The stoichiometric reaction of 516 g of dimethyldichlorosilane with water results in a tetrameric cyclic product X in 75% yield. The weight (in g) of X obtained is ____.

[Use, molar mass (g mol$$^{-1}$$): H = 1, C = 12, O = 16, Si = 28, Cl = 35.5]

Molecular formula of dimethyldichlorosilane: $$(CH_3)_2SiCl_2$$.
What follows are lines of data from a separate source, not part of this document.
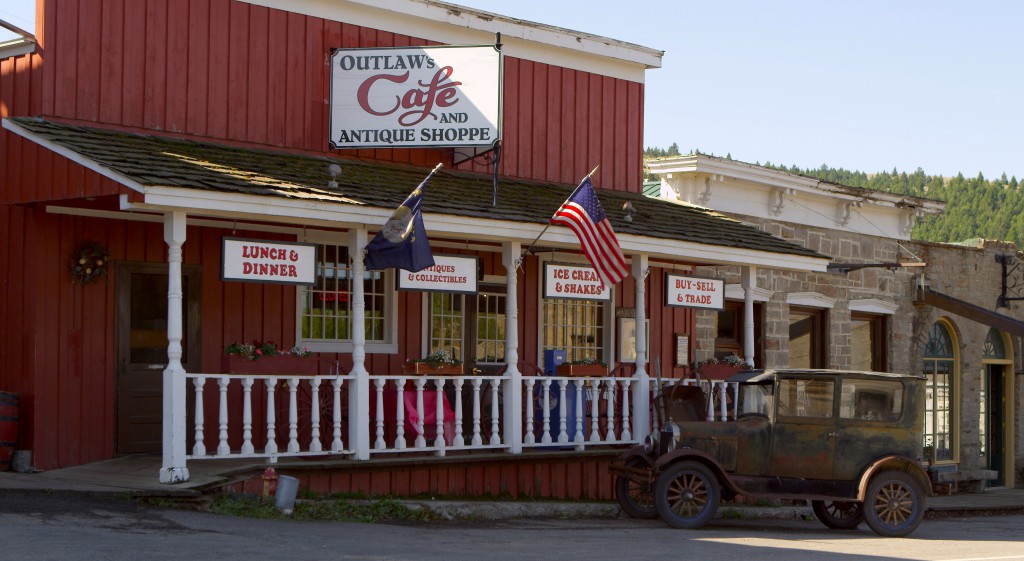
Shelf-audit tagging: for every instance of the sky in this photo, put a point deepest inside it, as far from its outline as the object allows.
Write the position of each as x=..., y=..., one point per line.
x=869, y=85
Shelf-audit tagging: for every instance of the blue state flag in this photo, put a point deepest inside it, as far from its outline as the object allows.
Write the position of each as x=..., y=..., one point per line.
x=402, y=241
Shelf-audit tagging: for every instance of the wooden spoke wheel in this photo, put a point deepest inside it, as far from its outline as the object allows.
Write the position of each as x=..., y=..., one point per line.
x=687, y=494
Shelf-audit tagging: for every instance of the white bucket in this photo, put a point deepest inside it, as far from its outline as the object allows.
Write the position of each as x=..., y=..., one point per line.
x=284, y=499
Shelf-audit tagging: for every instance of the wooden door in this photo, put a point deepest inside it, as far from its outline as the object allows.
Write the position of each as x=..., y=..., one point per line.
x=142, y=350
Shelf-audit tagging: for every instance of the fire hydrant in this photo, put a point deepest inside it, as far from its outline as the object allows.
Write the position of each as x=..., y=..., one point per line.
x=269, y=482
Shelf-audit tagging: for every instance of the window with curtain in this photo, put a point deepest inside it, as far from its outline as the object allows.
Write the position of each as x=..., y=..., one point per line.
x=939, y=365
x=446, y=320
x=807, y=338
x=326, y=308
x=868, y=335
x=577, y=326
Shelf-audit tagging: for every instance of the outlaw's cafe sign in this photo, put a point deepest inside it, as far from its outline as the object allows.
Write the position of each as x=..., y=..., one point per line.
x=261, y=261
x=415, y=96
x=573, y=282
x=456, y=274
x=694, y=292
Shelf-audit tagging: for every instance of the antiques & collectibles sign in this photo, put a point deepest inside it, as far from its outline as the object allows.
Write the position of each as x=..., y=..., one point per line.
x=456, y=274
x=415, y=96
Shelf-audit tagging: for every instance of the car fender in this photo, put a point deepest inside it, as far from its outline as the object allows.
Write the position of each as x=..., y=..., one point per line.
x=662, y=463
x=635, y=452
x=900, y=463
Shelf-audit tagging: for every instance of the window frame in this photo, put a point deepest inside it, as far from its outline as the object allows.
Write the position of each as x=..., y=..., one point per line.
x=390, y=343
x=607, y=326
x=953, y=391
x=879, y=338
x=818, y=349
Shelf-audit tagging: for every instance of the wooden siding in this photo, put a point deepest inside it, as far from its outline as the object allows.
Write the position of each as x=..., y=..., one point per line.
x=62, y=335
x=582, y=476
x=226, y=70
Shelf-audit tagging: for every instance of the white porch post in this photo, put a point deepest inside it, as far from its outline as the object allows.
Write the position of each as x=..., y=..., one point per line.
x=641, y=397
x=174, y=469
x=358, y=391
x=512, y=398
x=749, y=281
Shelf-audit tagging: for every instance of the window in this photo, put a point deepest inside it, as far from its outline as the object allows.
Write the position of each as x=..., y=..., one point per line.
x=577, y=326
x=807, y=338
x=867, y=342
x=451, y=314
x=871, y=400
x=729, y=338
x=805, y=397
x=939, y=365
x=491, y=328
x=326, y=308
x=446, y=322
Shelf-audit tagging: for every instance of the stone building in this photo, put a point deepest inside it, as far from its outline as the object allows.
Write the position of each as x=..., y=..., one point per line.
x=887, y=303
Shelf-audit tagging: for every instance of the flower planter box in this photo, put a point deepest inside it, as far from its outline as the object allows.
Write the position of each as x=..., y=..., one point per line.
x=718, y=372
x=423, y=369
x=278, y=364
x=577, y=371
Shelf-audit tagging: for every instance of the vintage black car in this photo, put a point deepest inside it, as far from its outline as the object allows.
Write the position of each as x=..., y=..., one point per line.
x=850, y=442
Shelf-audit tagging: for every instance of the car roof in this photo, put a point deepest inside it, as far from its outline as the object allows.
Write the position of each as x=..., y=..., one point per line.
x=760, y=376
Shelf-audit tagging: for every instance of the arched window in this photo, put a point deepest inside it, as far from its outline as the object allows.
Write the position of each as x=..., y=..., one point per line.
x=940, y=422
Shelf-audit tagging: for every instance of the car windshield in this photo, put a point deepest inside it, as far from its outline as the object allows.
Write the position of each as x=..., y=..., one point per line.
x=755, y=398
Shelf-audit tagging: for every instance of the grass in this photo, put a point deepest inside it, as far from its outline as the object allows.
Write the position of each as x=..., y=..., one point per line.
x=338, y=510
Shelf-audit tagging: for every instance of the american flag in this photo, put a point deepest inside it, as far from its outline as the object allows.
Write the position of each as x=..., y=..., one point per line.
x=584, y=215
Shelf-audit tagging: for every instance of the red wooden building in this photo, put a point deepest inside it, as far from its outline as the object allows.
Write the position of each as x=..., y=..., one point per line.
x=141, y=135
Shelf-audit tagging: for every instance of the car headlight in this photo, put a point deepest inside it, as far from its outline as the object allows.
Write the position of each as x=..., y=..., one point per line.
x=649, y=443
x=671, y=435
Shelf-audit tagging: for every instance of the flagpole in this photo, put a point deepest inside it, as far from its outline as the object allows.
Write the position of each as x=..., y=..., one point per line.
x=548, y=225
x=429, y=175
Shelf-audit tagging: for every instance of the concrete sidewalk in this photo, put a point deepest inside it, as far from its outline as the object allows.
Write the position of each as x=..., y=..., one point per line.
x=136, y=476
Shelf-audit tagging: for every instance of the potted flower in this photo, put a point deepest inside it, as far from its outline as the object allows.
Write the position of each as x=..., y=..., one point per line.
x=438, y=362
x=265, y=357
x=584, y=367
x=720, y=369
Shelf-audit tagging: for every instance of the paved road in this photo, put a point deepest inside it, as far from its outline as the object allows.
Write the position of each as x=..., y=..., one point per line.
x=71, y=527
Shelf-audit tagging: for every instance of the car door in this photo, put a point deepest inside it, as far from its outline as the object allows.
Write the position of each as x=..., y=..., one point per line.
x=804, y=436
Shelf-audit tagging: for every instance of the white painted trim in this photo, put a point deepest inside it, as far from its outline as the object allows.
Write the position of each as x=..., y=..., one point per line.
x=735, y=292
x=339, y=215
x=873, y=305
x=16, y=47
x=810, y=299
x=709, y=166
x=88, y=163
x=454, y=25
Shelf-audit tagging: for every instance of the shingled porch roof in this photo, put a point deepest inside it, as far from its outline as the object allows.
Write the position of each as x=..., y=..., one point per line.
x=147, y=162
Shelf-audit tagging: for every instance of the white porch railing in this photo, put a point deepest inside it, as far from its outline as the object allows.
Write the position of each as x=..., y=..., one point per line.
x=294, y=416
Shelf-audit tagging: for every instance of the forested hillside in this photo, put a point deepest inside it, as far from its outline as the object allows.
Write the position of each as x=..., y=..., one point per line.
x=992, y=209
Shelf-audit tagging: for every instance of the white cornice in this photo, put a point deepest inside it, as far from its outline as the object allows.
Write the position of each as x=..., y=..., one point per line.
x=735, y=292
x=873, y=305
x=16, y=47
x=700, y=165
x=810, y=299
x=454, y=25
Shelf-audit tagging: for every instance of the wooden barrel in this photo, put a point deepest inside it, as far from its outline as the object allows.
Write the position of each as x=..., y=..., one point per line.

Molar mass of $$(CH_3)_2SiCl_2$$:
C: $$2 \times 12 = 24 \text{ g}$$
H: $$6 \times 1 = 6 \text{ g}$$
Si: $$1 \times 28 = 28 \text{ g}$$
Cl: $$2 \times 35.5 = 71 \text{ g}$$
Total $$= 24 + 6 + 28 + 71 = 129 \text{ g mol}^{-1}$$.

Moles of dimethyldichlorosilane taken:
$$n = \frac{516 \text{ g}}{129 \text{ g mol}^{-1}} = 4.0 \text{ mol}$$.

Hydrolysis-condensation stoichiometry to give the cyclic tetramer $$X$$ (octamethylcyclotetrasiloxane):
$$4\,(CH_3)_2SiCl_2 + 4\,H_2O \rightarrow [(CH_3)_2SiO]_4 + 8\,HCl$$.

Thus $$4$$ moles of starting material produce $$1$$ mole of $$X$$.
Therefore, theoretical moles of $$X$$ formed = $$\frac{4.0}{4} = 1.0 \text{ mol}$$.

Molar mass of $$X = [(CH_3)_2SiO]_4$$:
One $$(CH_3)_2SiO$$ unit: C$$_2$$H$$_6$$SiO $$= 30 + 28 + 16 = 74 \text{ g mol}^{-1}$$.
Tetramer (4 units): $$4 \times 74 = 296 \text{ g mol}^{-1}$$.

Theoretical mass of $$X$$ = $$1.0 \text{ mol} \times 296 \text{ g mol}^{-1} = 296 \text{ g}$$.

Given yield = $$75\%$$, actual mass obtained:
$$m = 0.75 \times 296 \text{ g} = 222 \text{ g}$$.

Hence, the weight of the tetrameric cyclic product $$X$$ obtained is 222 g.